The report on the survey of 8,000 adults described the emergence of four social groups, which cut across income and social class: the powerless Resistors, the fashion-following Embracers, the liberal Pragmatists and the contented Traditionalists. Good news for William Hague, among whose supporters most of the happy Traditionalists are numbered. Not so good for Tony Blair, since the insular, homophobic, uncharitable, heavy-smoking and astrologically-inclined Resistors tend to vote Labour. But they're Old Labour, presumably; all those Embracers and Pragmatists must be New Labour.
Grown-ups may not believe in God but nearly all 9 to10-year-olds do, according to a survey of pupils in five state schools in The Daily Telegraph. However, belief starts to weaken by the age of 13 (along with the desire to have tea with the Queen). These mostly middle-class 9 to13-year-olds get a lot of pocket money: an average of Pounds 3.50 a week. But they don't get much sleep; three-quarters of the 9 to10-year-olds go to bed after 9pm in term-time.
If a survey of even younger pupils by the Halifax is anything to go by, those pre-teens are building up nest-eggs rather than splashing their weekly income on alcopops.The survey of 6 to 9-year-olds found that two-thirds of them saved some or all of their pocket money, which averaged Pounds 1.67.
The flipside of the Nineties boom was starkly shown when the Coventry Children's Boot Fund revealed that demand for help with buying back-to-school shoes had reached Thirties levels. Department of Social Security figures show that, by European definitions of poverty - families with less than half the average income - one in three British children now live on the breadline.
As the poor have become poorer, the gap between their life expectancy and that of the rich has grown. Life expectancy for people in the lower social classes has stopped rising for the first time in peacetime Britain since Victorian times, Government statisticians said this week. And the poor are likely not only to have shorter lives but also to suffer ill-health and disability.
Children in the lowest social class are more likely to suffer from chronic sickness and, as they grow up, are twice as likely to die from accidents or suicide as those in the top social group.
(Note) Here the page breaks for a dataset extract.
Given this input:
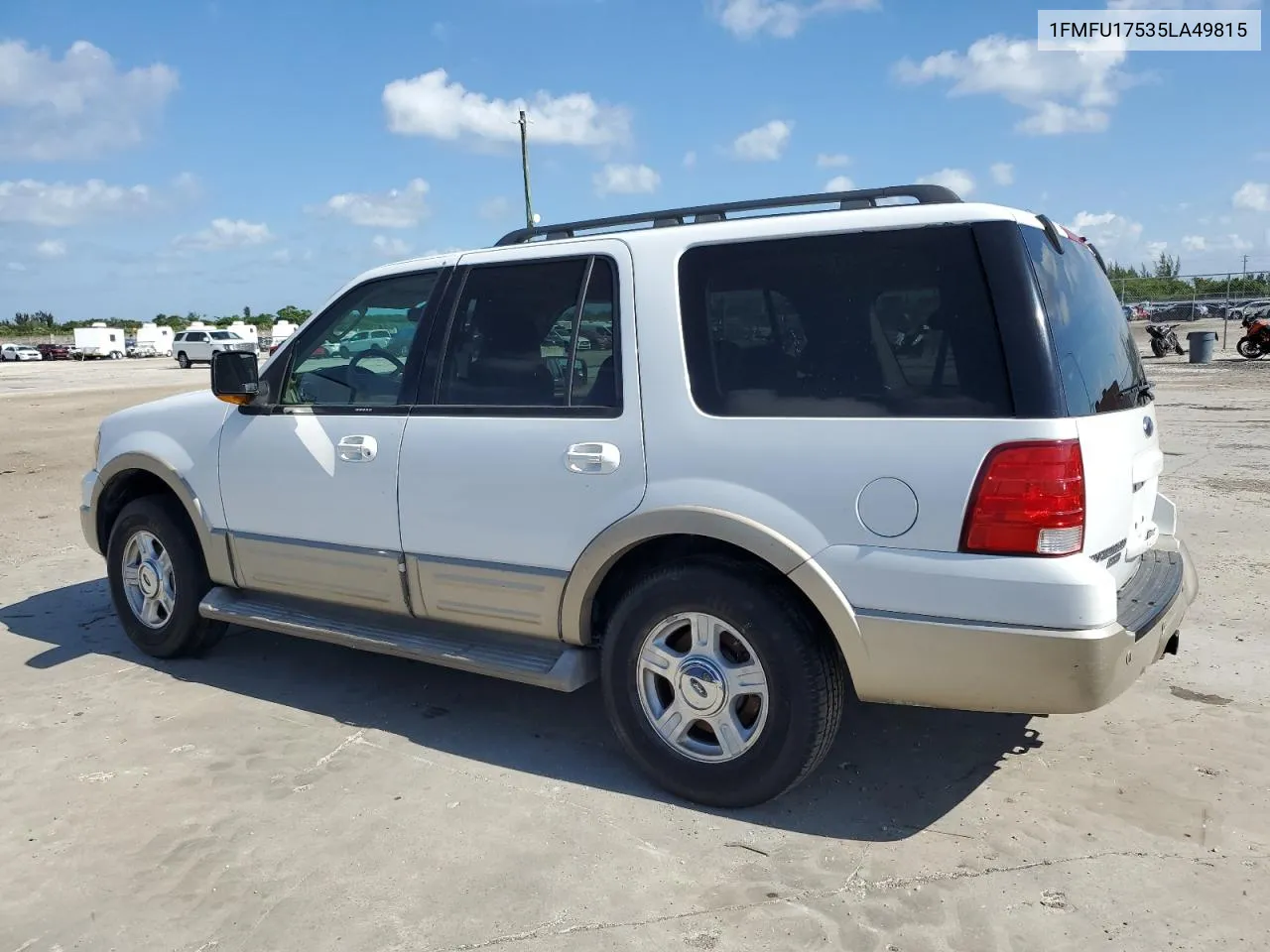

Even the poorest children, however, have access to computers. A survey by Olivetti found that Britain was the only country to have at least one computer in every primary school. In fact, British primary schools had on average 10 computers each and a ratio of one for every 18 pupils, compared with one per 500 in Germany.
Among the bewildering number of distinguished people who have died in the past 10 days is Hans Eysenck, the most prolific - and most widely read - British psychologist of recent decades. Professor Eysenck was vilified in the 1970s for championing Arthur Jensen's belief that IQ differences between blacks and whites might be partly genetic.
But the man some students labelled a Nazi racist had himself fled Nazi Germany in disgust. A lifelong opponent of Freudian psychoanalysis, which he considered unscientific, Eysenck's greatest contribution to psychology was in the measurement and definition of personality. "Extroversion" and "introversion", for instance, were terms he coined.
Schools may soon resound not to the shrieks and jeers of out-of-control children but to the elegant trills of Mozart. Research reported to the British Educational Research Association in York this week (see pages 10-11) found that calming background music improved children's performance. Where furniture shops lead, can schools be far behind?